The disease is marked by a buildup of fluid inside the eye, which exerts pressure on the optic nerve and eventually causes blindness. That pressure builds up when ducts surrounding the iris that normally drain excess fluid get blocked. Doctors treat the disease by surgically inserting an artificial tube to drain the fluid and relieve the pressure.
However, scar tissue forms and blocks the newly inserted tube in roughly one-third of all patients, rendering the treatment ineffective, says Sunil Shaunak at Imperial College London. Although doctors can reduce the scarring with medications, these drugs lead to other complications.
With the goal of preventing scar tissue formation and reducing the need for drugs, Shaunak and his colleagues set out to commandeer the immune system for the job. To do this, the researchers turned to polymers called dendrimers, which are about the size of proteins.
Each dendrimer consists of many polymer chains that branch out in all directions from a core. To the outer tips of these chains, the researchers added specific sugar molecules known to bind to receptors on, and thus to inhibit, immune cells involved in the inflammation that results in scarring.
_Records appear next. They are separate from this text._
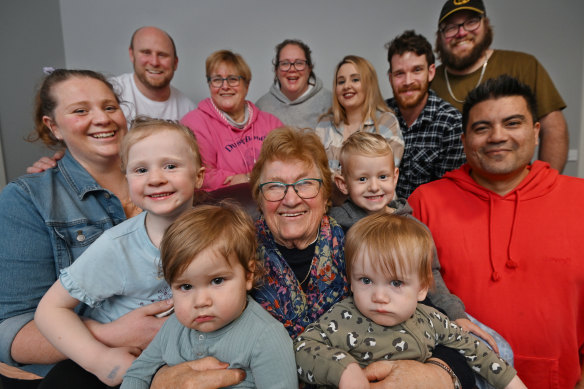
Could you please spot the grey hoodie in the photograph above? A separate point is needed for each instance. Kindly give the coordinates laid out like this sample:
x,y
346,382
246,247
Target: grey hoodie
x,y
302,112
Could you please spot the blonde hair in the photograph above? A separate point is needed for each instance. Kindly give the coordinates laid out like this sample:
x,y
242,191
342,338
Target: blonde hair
x,y
370,85
364,143
394,244
143,127
225,227
46,101
289,144
230,58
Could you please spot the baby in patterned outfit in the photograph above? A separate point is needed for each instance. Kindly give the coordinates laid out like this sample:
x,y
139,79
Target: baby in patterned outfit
x,y
389,260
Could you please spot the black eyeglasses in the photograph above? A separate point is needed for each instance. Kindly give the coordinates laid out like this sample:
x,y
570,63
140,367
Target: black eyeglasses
x,y
469,25
299,64
306,188
217,81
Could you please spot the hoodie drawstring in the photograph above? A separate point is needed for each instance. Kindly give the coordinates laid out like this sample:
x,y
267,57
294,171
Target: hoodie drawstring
x,y
510,263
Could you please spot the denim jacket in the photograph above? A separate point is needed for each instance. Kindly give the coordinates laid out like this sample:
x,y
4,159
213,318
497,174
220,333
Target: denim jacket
x,y
46,221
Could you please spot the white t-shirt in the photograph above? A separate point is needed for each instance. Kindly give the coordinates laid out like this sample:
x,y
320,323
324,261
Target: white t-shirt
x,y
135,103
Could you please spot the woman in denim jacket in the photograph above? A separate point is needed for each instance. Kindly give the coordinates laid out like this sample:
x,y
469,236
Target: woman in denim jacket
x,y
48,219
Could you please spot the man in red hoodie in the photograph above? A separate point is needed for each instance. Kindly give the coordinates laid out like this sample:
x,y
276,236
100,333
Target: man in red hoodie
x,y
510,236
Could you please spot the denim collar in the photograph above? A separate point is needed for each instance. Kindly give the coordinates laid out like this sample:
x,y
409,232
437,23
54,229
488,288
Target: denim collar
x,y
80,181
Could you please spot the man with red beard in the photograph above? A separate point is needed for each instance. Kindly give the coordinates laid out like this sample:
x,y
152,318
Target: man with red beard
x,y
462,42
147,91
431,127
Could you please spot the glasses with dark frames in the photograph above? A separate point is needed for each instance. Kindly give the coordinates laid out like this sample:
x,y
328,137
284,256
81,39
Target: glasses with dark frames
x,y
299,64
217,81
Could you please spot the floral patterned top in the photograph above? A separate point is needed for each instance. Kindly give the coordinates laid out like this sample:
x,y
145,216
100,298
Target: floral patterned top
x,y
281,294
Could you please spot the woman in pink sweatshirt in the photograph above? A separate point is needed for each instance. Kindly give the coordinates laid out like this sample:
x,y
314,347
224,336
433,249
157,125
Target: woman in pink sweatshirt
x,y
230,130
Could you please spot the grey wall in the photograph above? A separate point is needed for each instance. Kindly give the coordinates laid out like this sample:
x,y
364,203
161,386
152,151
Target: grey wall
x,y
30,38
96,35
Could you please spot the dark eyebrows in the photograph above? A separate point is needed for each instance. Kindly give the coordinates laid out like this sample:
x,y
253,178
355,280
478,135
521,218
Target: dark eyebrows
x,y
516,116
479,123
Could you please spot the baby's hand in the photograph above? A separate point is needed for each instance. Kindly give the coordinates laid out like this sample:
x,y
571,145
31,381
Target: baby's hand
x,y
353,377
111,365
469,326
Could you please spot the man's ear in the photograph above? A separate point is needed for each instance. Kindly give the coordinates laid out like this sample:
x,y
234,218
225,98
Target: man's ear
x,y
341,184
175,63
131,54
249,276
537,129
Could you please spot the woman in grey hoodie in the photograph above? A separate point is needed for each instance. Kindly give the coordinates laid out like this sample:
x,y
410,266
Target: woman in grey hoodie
x,y
297,96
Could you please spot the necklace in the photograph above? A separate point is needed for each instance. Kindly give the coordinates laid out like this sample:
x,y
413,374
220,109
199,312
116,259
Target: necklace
x,y
478,83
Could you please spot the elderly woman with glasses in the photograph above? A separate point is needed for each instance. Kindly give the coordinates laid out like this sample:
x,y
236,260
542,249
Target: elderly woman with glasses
x,y
230,130
302,250
297,96
301,247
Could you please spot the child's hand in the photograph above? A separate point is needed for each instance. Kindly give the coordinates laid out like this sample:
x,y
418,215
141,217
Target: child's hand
x,y
45,163
469,326
111,365
353,377
236,179
134,329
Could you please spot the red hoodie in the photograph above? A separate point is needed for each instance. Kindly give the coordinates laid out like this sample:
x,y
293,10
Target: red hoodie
x,y
517,263
227,150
The sugars bound to the dendrimer in such a way that several of them would stick to each receptor, much as Velcro sticks to fabric, says Shaunak.
When the researchers injected a solution containing the dendrimers into the eyes of rabbits that had undergone glaucoma surgery, subsequent scarring was all but stopped and the success rate of the surgery shot up from 30 percent to 80 percent.
“We were absolutely stunned by the results,” says Shaunak. He and his colleagues describe the findings in the August Nature Biotechnology.
“This is a great piece of work,” says Donald Tomalia at Dendritic NanoTechnologies in Mount Pleasant, Mich. Tomalia suspects that this strategy could not only be applied to other types of surgery but that it could also engender therapies for inflammatory diseases such as rheumatoid arthritis. The inflammation-causing cells in those conditions bear the same kinds of receptors that the cells involved in scar formation carry.
Mark Grinstaff of Boston University is particularly encouraged by the results. Although dendrimers were developed in the 1980s, only recently have researchers successfully tested them in animals and shown their potential for medical applications. For instance, Grinstaff and his colleagues are developing dendrimer-based wound-healing materials for treating corneal lacerations. Researchers at the University of Michigan in Ann Arbor recently engineered dendrimers that inhibit the influenza A virus in mice. And a dendrimer-based therapy that blocks the AIDS-causing virus HIV is already being tried in patients in Australia.